## Notebook for building long and short polymers using mbuild
#### TOSELF: Make sure to use mbuild-env when running!

In [129]:
import re, json, warnings
from pathlib import Path

import mbuild as mb
from mbuild.lib.recipes.polymer import Polymer

In [54]:
outpath = Path('mbuild_polymers')
poly_file = outpath/'test.pdb'
poly_file.touch()

# m1 = mb.load('CC', smiles=True) # mBuild compound of the monomer unit
# m2 = mb.load('COC', smiles=True) # mBuild compound of the monomer unit
m = mb.load('CC(=O)C', smiles=True) # mBuild compound of the monomer unit
cap = mb.load('N', smiles=True)

chain = Polymer()
chain.add_monomer(compound=m, indices=(4, -1))
chain.add_end_groups(cap, index=-1, duplicate=True)

chain.build(n=4)
with warnings.catch_warnings():
    warnings.simplefilter('ignore') # suppress spammy warnings about particles not having charges
    chain.save(str(poly_file), show_ports=True, overwrite=True)

In [155]:
def SMILES_from_monomer_SMIRKS(smirks : str) -> str:
    '''Take a SMIRKS string for a residue in a monomer json file and converts it into a SMILES string that mbuild.load can handle'''
    atom_nums = { # atom numbers for alphabetical replacement when converting to valid SMILES 
        'H'  : 1,
        'C'  : 6,
        'N'  : 7,
        'O'  : 8,
        'S'  : 16,
        'Cl' : 17
    }
    to_remove = '|'.join([r':\d+', r'\*-', r'-\*']) # remove all atom ids and wild groups
    smirks = re.sub(to_remove, '', smirks)
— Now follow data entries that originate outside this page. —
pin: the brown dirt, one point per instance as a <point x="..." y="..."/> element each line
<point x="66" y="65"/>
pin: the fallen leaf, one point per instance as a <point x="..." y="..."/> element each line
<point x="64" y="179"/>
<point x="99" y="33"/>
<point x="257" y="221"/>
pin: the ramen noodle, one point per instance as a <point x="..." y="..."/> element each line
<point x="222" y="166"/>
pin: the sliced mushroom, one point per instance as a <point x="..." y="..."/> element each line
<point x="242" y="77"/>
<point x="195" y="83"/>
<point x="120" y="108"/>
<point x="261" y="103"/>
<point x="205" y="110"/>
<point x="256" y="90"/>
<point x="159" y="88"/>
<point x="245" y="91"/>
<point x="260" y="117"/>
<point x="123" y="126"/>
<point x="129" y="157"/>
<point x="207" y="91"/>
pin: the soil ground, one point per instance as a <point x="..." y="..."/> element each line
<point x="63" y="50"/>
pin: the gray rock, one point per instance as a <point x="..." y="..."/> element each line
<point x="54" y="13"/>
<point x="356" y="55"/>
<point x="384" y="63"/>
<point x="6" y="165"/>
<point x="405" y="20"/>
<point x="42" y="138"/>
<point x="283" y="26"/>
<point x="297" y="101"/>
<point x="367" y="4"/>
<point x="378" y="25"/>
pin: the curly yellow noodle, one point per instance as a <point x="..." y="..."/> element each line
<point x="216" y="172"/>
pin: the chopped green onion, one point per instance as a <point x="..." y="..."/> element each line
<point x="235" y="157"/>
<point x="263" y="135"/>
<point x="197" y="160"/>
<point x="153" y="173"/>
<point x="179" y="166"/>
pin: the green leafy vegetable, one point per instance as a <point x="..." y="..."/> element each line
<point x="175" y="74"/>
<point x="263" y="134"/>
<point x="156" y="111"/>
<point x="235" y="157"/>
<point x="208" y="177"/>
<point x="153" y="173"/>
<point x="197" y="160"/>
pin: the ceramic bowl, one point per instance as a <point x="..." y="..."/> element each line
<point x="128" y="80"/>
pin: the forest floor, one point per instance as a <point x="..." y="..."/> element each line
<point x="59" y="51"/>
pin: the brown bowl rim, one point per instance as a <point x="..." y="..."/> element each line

    for letter, num in atom_nums.items(): # replace bracketed atomic weights with letters
        smirks = re.sub(rf'\[#{num}\]', letter, smirks)
    smirks = re.sub(r'H-|-H', '', smirks)   # remove hydrogens
    smirks = re.sub(r'\(\)', '', smirks) # remove dangling empty parens - TOSELF: find better way to do this with regex (simple OR isn't greedy, leaves empty parens)

    return smirks

def build_linear_polymer(mono_path : Path, n : int, outpath : Path=Path('mbuild_polymers')) -> None:
    '''Takes the path to a monomer json file and a chain length and builds a new polymer PDB of the specified length
    Currently only really works for linear polymers
    
    TODO:
        -- Fix weirdness with terminal group (1 is always tangled for some reason)
        -- Find way to automatically determine hydrogen replacement indices for more complex polymer geometries'''
    with mono_path.open('r') as mono_file:
        monos_by_smirks = json.load(mono_file)['monomers']

    chain = Polymer() 
    for res_name, smirks in monos_by_smirks.items(): 
        SMILES = SMILES_from_monomer_SMIRKS(smirks)
        print(SMILES)
        monomer = mb.load(SMILES, smiles=True) # create mbuild compounds from smirks
        monomer.name = res_name # assign name to make tracking easier

        h_ids = [i for i, atom in enumerate(monomer) if atom.name == 'H'] # ids of all hydrogens
        if re.search('TERM', res_name, flags=re.IGNORECASE): # consider terminal group to be any residue whose name contains "term/TERM" anywhere
            chain.add_end_groups(compound=monomer, index=h_ids[0], duplicate=False)
        else:
            chain.add_monomer(compound=monomer, indices=(h_ids[0], h_ids[-1]))

    chain.build(n)
    with warnings.catch_warnings():
        warnings.simplefilter('ignore') # suppress spammy warnings about particles not having charges
        chain.save(str(outpath/f'{mono_path.stem}-N={n}.pdb'), show_ports=True, overwrite=True) # save to appropriately-named pdb

In [157]:
build_linear_polymer(mono_path=Path('compatible_pdbs/simple_polymers/polyphenylenesulfone.json'), n=12)

C1=C(-C(=C(-S(=O)(=O))-C(=C-1)))
C1=C(-C(=C(-S(=O)(=O))-C(=C-1)))
S(=O)(-C1=C(-C(=C(-C(=C-1)))))=O


In [132]:
m._visualize_nglview()

AttributeError: 'super' object has no attribute '_ipython_display_'